Sozialindex an Dortmunder Schulen wird immer schlechter
Der Schulsozialindex NRW ist (…) ein Instrument, mit dessen Hilfe es möglich ist, die soziale Zusammensetzung der Schülerschaft einer einzelnen Schule mit einem Wert abzubilden. Der Schulsozialindex ist ein wichtiger Schritt auf dem Weg zu mehr Bildungs- und Chancengerechtigkeit (…). Er identifiziert (…) bestehende soziale Herausforderungen."

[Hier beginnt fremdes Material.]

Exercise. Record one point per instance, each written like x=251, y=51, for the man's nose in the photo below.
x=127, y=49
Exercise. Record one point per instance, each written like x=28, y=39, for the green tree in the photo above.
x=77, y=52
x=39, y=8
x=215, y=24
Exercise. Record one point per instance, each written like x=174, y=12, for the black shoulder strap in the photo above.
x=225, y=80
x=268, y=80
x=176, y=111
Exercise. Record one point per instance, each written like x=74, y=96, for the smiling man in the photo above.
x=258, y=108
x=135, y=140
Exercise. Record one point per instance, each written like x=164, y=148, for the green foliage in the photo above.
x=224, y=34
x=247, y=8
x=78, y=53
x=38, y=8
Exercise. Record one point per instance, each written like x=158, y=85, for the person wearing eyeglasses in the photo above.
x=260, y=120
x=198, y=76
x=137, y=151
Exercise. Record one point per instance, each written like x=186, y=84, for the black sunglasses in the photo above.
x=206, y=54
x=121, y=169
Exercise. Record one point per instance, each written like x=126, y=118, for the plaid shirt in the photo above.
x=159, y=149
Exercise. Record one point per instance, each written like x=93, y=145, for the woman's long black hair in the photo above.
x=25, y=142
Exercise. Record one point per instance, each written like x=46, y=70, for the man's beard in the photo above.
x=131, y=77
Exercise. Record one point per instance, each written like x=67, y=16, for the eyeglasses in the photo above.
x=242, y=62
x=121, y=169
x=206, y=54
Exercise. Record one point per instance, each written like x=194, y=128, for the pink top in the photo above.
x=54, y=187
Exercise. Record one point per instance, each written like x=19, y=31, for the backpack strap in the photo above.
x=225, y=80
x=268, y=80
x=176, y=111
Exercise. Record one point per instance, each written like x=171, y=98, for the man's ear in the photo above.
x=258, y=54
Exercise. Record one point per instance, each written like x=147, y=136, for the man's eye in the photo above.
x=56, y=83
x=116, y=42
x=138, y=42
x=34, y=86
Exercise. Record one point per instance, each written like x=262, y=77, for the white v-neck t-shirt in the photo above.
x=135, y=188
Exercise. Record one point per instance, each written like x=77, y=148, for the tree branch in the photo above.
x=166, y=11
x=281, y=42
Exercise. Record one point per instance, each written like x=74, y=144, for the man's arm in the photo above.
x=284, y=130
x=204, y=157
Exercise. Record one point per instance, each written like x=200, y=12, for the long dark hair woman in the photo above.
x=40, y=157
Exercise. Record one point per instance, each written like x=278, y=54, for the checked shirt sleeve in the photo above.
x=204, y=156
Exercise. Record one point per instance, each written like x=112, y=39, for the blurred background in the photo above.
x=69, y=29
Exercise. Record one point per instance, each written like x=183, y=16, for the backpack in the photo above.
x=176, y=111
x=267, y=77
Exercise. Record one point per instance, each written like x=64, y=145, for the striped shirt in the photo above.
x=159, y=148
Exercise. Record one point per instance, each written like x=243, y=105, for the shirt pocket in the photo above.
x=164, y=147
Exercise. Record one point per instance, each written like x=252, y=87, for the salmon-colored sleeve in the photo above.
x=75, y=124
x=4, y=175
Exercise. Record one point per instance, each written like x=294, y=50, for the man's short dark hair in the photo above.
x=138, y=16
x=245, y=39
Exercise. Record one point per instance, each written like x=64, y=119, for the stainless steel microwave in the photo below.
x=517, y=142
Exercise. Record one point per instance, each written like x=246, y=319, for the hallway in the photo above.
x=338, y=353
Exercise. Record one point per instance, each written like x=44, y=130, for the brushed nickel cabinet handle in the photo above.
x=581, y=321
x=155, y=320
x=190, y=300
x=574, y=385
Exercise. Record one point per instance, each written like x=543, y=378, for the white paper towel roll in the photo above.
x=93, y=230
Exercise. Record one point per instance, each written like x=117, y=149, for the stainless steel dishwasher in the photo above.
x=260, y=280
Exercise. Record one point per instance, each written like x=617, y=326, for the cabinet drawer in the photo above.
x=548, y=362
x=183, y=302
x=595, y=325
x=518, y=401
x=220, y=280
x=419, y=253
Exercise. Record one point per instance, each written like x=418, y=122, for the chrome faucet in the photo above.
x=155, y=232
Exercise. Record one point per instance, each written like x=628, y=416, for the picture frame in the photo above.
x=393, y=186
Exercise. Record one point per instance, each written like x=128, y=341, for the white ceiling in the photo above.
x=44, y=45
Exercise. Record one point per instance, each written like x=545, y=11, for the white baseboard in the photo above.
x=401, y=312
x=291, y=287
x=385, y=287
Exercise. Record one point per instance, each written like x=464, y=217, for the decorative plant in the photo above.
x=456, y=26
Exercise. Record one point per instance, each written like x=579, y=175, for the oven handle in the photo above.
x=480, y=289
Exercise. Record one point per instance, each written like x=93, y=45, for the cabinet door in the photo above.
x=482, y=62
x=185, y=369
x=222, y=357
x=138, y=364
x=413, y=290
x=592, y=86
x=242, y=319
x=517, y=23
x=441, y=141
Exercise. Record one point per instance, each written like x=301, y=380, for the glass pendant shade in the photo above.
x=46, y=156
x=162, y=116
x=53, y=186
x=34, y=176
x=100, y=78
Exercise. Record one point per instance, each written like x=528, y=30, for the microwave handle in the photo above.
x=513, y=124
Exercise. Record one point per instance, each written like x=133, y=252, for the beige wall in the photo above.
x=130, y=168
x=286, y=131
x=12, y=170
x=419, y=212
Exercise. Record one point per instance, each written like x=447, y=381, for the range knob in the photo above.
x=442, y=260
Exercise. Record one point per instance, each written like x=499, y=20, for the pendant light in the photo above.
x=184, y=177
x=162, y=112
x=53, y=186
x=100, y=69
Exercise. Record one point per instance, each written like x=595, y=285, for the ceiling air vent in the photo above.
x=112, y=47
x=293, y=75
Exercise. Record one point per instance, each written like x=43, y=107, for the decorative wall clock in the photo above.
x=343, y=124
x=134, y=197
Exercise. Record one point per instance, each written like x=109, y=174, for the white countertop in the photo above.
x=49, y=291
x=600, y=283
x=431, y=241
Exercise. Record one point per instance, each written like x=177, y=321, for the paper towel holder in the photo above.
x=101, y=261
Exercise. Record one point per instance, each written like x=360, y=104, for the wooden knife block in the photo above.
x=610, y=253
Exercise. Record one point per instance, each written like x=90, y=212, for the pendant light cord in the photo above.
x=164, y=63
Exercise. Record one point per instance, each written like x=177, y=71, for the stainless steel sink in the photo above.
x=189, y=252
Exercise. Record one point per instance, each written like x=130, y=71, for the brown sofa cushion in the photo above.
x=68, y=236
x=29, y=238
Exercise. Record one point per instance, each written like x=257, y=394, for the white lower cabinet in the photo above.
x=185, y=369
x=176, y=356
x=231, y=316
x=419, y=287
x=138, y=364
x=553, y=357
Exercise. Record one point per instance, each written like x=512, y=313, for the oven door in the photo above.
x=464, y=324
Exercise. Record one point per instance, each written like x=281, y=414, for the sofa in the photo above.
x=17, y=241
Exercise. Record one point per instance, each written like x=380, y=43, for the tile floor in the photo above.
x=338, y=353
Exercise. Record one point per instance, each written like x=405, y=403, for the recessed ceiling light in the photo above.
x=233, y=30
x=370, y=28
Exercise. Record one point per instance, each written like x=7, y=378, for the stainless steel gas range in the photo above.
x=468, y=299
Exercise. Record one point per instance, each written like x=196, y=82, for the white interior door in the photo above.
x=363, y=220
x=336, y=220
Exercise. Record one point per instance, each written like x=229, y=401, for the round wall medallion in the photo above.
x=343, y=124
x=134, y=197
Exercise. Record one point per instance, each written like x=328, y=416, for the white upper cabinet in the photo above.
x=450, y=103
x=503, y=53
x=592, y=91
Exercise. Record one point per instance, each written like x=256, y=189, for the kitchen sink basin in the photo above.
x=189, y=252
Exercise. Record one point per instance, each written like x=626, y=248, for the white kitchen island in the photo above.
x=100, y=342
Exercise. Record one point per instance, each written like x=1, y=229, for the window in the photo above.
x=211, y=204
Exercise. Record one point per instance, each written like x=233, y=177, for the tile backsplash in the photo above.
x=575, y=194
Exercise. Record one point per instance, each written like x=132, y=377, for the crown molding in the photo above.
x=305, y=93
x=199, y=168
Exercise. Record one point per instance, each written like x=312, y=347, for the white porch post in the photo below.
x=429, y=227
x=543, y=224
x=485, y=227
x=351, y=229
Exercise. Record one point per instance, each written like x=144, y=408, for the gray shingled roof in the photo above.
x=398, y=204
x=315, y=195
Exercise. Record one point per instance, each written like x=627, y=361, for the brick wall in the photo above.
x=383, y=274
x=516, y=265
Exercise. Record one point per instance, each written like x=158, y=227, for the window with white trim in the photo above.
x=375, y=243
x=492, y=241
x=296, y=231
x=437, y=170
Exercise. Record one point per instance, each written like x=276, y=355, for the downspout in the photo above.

So sagt es das Schulministerium NRW. Der Sozialindex liegt zwischen 1 (niedrig) und 9 (sehr hoch). Doch wie sieht die Lebenswirklichkeit in Dortmund aus? Angelika Remiszewski, Ratsmitglied für Die Linke & Tierschutzpartei und Mitglied im Schulausschuss, will es genau wissen und hat deshalb für den Schulausschuss (18. März 2026) folgende Fragen vorbereitet:
1. Laut Presseberichten hat sich der Schulsozialindex an Dortmunder Grundschulen innerhalb von zwei Jahren stark
verschlechtert. Welche Grundschulen sind besonders betroffen (Sozialindex 7-9)? Bitte nach Sozialindex auflisten.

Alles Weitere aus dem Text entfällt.